I mentioned Qt (didn't I - you can double check that). :P Yes, I agree and was saying this, but there are other things to consider. Unless you expect people to play by specific rules, current filesystems can handle much more than Posix path structures (I've specifically run into this with MacOSX and zlib - where zlib uses fopen()). The problem is that MacOSX and Windows allow Unicode folder/file naming. fopen() doesn't - of this I am 1000% certain - been using fopen() since, hmmm, before some of you (gen.) were born (in the original C libs). There are variants like Microsoft's _wfopen() but these are platform-dependent (not good) and not part of the standard. Don't know if fstream has been updated since then, but then zlib doesn't use fstream without some third-party wrapper.
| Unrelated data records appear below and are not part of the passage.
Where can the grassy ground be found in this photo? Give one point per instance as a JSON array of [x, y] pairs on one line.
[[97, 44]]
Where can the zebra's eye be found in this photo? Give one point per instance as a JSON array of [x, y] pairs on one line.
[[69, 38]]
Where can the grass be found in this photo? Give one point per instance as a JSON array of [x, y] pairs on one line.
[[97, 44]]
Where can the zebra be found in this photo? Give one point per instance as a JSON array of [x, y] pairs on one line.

Both D|S and I have to contend with, speaking of legacy, something from Poser - MacOS Resources. Poser still uses them - although they are basically legacy that doesn't mean that they don't exist. I assure you that they are still alive and well on my Mac in Poser 4/PP. Handling them using CodeWarrior and the 'old' Mac API (ala Carbon for MacOSX) was relatively simple. Handling them using Xcode in the new Mac API is very frustrating - as Resources are 'shunned' (no longer supported) in favor of Bundles.
Again, it all depends on what your application needs to do. Mine needs to dig its tentacles into the OS API here unfortunately. :) I have no idea how D|S handles them - if it even does or if it preprocesses them out to .rsr or .png.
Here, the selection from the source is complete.